Cecil said: ‘But how is the killing to be done?’
‘Key question. I believe the writer doesn’t know. Look at the vagueness. “They shall receive a terrible blow . . . they shall not see who hurts them.” It suggests danger from a distance, perhaps by cannon fire, but nothing more specific.’
Cecil nodded. ‘Or, of course, the whole thing could be a figment of a madman’s imagination.’
Ned said: ‘I don’t think so.’
Cecil shrugged. ‘There’s no concrete evidence, and nothing we can check. An anonymous letter is just a piece of paper.’
Cecil was right, the evidence was flimsy – but Ned’s instinct told him the threat was real. Anxiously he said: ‘Whatever we think, the letter must be shown to the king.’
‘Of course,’ said Cecil. ‘He’s hunting in Hertfordshire, but this will be the first thing he sees when he returns to London.’
*
MARGERY HAD ALWAYSknown this terrible day would come. She had managed to forget the fact, even for years at a time, and she had been happy, but in her heart she had realized there would be a reckoning. She had deceived Ned for decades, but a lie always came back to you, sooner or later, and now that time had come.
‘I know that Jean Langlais means to kill the king,’ Ned said to her, worried and frustrated. ‘But I can’t do anything about it because I don’t know who Langlais is or where to find him.’
Margery felt crucified by guilt. She had known that the elusive man Ned had been hunting most of his life was Rollo, and she had kept this knowledge to herself.
But now it seemed that Rollo was going to kill the king and queen and their two sons, plus all the leading ministers including Ned himself. She could not allow that to happen. Yet still she was not sure what to do, for even if she revealed the secret it might not save anyone. She knew who Langlais was but not where he was, and she had no idea how he planned to kill everyone.
She and Ned were at home in St Paul’s Churchyard. They had eaten a breakfast of hen’s eggs with weak beer, and Ned had his hat on, about to leave for Robert Cecil’s house. At this moment in the day he often lingered, standing by the fire, to share his worries with her. Now he said: ‘Langlais has been very, very careful – always.’
Margery knew that was true. The secret priests she had helped Rollo smuggle into England had known him as Langlais, and none of them had been told she was his sister. The same went for all the people he conspired with to free Mary Stuart and make her queen: they all knew him as Langlais, none as Rollo Fitzgerald. In being so cautious he was unlike most of his co-conspirators. They had approached their mission in a daredevil spirit, but Rollo had known the quality of the people he was up against, especially of Ned, and he had never taken unnecessary risks.

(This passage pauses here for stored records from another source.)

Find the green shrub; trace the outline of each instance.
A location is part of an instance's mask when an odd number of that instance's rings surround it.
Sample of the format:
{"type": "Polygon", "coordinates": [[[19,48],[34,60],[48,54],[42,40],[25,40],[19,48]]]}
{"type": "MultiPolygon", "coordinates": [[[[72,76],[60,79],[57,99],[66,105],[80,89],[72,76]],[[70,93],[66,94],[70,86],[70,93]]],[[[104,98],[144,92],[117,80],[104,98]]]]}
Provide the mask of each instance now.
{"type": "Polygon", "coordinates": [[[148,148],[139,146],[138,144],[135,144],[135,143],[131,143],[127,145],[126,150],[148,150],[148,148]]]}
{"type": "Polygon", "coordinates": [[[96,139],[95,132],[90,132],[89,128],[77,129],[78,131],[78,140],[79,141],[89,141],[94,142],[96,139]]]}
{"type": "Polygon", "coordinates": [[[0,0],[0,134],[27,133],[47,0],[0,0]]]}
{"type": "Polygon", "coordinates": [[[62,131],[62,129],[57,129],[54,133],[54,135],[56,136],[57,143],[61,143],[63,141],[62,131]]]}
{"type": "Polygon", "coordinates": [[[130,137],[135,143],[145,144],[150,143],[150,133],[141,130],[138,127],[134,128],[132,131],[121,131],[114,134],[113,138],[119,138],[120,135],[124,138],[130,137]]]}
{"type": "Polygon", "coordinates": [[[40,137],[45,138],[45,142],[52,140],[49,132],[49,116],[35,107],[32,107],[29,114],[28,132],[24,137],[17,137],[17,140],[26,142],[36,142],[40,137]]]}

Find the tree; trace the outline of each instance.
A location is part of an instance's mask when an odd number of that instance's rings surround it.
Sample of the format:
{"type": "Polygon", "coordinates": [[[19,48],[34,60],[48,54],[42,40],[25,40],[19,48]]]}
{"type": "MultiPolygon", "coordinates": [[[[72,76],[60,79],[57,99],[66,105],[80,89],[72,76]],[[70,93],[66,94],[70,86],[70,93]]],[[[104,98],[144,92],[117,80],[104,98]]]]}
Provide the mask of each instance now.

Margery said to Ned: ‘Can’t you cancel the opening of Parliament?’
‘No. We might postpone it, or move it to a different location; though that would look bad enough: James’s enemies would say the king is so hated by the people that he’s afraid to open his own Parliament in case he might be assassinated. So James will make the decision himself. But the ceremony has to take place some time, somewhere. The country must be governed.’

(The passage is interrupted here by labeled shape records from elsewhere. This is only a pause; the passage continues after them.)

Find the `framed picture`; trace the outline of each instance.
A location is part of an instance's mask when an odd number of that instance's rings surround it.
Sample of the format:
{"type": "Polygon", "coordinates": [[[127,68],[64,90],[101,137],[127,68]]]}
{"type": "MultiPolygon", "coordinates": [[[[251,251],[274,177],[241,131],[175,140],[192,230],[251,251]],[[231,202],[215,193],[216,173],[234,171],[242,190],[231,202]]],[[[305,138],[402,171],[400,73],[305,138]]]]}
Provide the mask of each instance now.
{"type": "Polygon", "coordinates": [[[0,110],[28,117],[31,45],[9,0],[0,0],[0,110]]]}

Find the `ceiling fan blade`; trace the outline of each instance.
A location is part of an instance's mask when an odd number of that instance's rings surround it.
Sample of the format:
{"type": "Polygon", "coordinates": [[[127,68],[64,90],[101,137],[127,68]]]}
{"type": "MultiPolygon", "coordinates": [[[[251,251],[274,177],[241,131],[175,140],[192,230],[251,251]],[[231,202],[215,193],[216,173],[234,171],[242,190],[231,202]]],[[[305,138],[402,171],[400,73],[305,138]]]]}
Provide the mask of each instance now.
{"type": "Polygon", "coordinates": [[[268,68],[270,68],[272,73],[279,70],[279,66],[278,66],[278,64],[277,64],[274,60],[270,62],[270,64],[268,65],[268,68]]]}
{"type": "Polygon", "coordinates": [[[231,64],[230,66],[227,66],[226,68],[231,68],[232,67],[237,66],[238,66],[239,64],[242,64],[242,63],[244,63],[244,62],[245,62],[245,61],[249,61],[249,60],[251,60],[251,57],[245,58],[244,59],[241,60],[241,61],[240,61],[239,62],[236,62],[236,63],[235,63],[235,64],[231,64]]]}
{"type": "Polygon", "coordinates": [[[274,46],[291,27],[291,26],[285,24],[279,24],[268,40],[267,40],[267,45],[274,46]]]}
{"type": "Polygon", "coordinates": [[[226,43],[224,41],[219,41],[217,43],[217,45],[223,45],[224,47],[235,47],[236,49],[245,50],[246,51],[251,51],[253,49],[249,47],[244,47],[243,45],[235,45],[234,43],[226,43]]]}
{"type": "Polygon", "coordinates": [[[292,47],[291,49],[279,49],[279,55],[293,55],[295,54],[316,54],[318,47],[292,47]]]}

Margery could bear it no longer. She said: ‘Ned, I did a terrible thing.’
At first he was not sure how to take this. ‘What?’

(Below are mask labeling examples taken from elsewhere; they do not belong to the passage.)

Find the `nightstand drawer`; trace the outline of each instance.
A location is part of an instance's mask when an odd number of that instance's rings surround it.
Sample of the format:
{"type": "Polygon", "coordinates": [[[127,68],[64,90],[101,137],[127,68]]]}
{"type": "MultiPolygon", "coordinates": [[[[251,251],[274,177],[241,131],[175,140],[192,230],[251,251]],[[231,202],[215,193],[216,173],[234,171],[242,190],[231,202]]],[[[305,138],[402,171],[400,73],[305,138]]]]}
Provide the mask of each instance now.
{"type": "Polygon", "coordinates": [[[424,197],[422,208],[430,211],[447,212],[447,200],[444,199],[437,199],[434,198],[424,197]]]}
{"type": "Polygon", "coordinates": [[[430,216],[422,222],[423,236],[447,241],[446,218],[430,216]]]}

‘I didn’t lie to you, but I kept a secret from you. I thought I had to. I still think I had to. But you will be terribly angry.’
‘What on earth are you talking about?’
‘I know who Jean Langlais is.’
Ned was uncharacteristically bewildered. ‘What? How could you – who is it?’
‘It’s Rollo.’
Ned looked as if he had been told someone had died. He went pale and his mouth dropped open. He staggered and sat down heavily. At last he said: ‘And you knew?’
Margery could not speak. She felt as if she were being strangled. She realized that tears were streaming down her cheeks. She nodded.
‘How long?’
She gasped, sobbed, and managed to say: ‘Always.’
‘But how could you keep this from me?’
When at last she found words, they came fast. ‘I thought he was just smuggling harmless priests into England to bring the sacraments to Catholics, then you found out he was conspiring to free Mary Stuart and Queen Elizabeth and he left the country, and he came back after the Spanish armada but he said it was all over and he wouldn’t conspire any more, and if I betrayed him, he would reveal that Bartlet and Roger had helped smuggle priests.’